Donald Trump’s protectionism became one of the reasons for the pause in the Fed’s monetary normalization
The derivatives market has increased the probability of the Fed’s rate cut in 2019 from 7% up to 17% in three days; however, the FOMC officials, along with Bloomberg experts, still believe in continuation of the monetary normalization cycle. According to Atlanta Fed president, Raphael Bostic, the Fed can afford to increase the interest rate by 25 bps this year, followed by one more rate hike in 2020. As long as the US economy is running fine. 59% out of almost 300 Bloomberg respondents, businessmen, believe that the interest rate will be higher than the current level of 2.5% in late 2020. Who is right? As usual, economic data will give a clue.
Forecast for the Fed interest rate in late 2020
Source: Bloomberg
According to 10% of economists, the U.S. should face a recession already in 2019; 42% of them believe that it will occur in 2020, 25%-in 2021; the rest of them suggest a later period or don’t say anything for sure. Fed vice chair Richard Clarida notes that the U.S. economy is in a perfect state, and the chief risks are coming from abroad. A decline in global growth sets the US export back and affects the financial markets that, accordingly, are the main channel to convey the Fed’s monetary policy. The policy-maker has just forgotten to mention that the main reason, pressing down global GDP growth, is Donald Trump’s protectionism.
The US president might have been trying to end the Fed’s monetary normalization cycle by boosting import tariffs And he has succeeded, indeed! Even if the former Fed CEO Janet Yellen insists that the US president doesn’t understand the central bank’s mission and he could hardly say what it the goal Fed’s policy, but still, he achieves what he wants.
Now Trump needs the recovery of stock indexes that, according to him, reflect the president's effective work. So, there are needed investors, who would believe in “substantial progress” in the US-China trade talks. And the U.S. president first extends a March 1 deadline, next, he says that the agreement with Xi Jinping would be signed in the near future. And Presto! The stocks are rising all over the world and the S&P 500 is climbing to its three-month highs.
Dynamics of Dow Jones and Shanghai Composite
Source: Wall Street Journal
However, the conflict easing presses down the dollar. Another target of the U.S. president.
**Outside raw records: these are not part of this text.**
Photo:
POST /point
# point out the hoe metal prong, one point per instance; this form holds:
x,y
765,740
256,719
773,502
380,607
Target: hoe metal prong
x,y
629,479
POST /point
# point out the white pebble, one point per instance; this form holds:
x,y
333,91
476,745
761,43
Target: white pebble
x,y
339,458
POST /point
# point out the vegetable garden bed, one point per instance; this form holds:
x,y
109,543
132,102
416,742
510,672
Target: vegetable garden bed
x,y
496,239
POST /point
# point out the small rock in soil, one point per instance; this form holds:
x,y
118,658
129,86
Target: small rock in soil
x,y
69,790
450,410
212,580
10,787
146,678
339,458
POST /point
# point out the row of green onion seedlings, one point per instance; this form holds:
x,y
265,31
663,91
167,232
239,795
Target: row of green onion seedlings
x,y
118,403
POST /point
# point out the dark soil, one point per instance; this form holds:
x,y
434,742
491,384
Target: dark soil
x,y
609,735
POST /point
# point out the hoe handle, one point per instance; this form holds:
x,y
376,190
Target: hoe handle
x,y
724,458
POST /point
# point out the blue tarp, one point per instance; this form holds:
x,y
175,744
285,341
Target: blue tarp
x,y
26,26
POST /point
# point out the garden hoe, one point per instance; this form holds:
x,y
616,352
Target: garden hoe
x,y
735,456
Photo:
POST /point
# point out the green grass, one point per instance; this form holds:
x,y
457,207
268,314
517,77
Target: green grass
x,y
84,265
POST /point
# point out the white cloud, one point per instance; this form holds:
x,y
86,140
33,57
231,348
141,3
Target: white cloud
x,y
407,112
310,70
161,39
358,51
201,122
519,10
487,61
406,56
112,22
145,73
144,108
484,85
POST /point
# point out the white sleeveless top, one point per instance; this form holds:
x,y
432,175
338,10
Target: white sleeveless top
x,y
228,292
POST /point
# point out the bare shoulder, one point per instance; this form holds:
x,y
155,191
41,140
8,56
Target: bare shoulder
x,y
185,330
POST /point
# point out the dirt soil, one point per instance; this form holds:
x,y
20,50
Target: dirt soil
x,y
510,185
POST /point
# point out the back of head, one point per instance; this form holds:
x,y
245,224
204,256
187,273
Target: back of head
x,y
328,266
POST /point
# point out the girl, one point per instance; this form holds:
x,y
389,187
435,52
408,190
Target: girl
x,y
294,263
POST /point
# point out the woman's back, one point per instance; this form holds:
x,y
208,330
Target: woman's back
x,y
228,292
It is quite funny with the euro too. The ECB, following its meeting on March 7, may give a surprise, like the LTRO launch and...simultaneous interest-rate hike in September. This decision will support the euro-area banking system, but financial markets will see it as monetary restriction. It may encourage the EUR/USD bulls to go ahead. The major currency pair is still trading close to the middle of figure 13; it is looking forward to the report on the US GDP for Q4, 2018. Investors are unwilling to go ahead, however, the breakout of the resistance at 1.137-1.1375 may inspire them for action.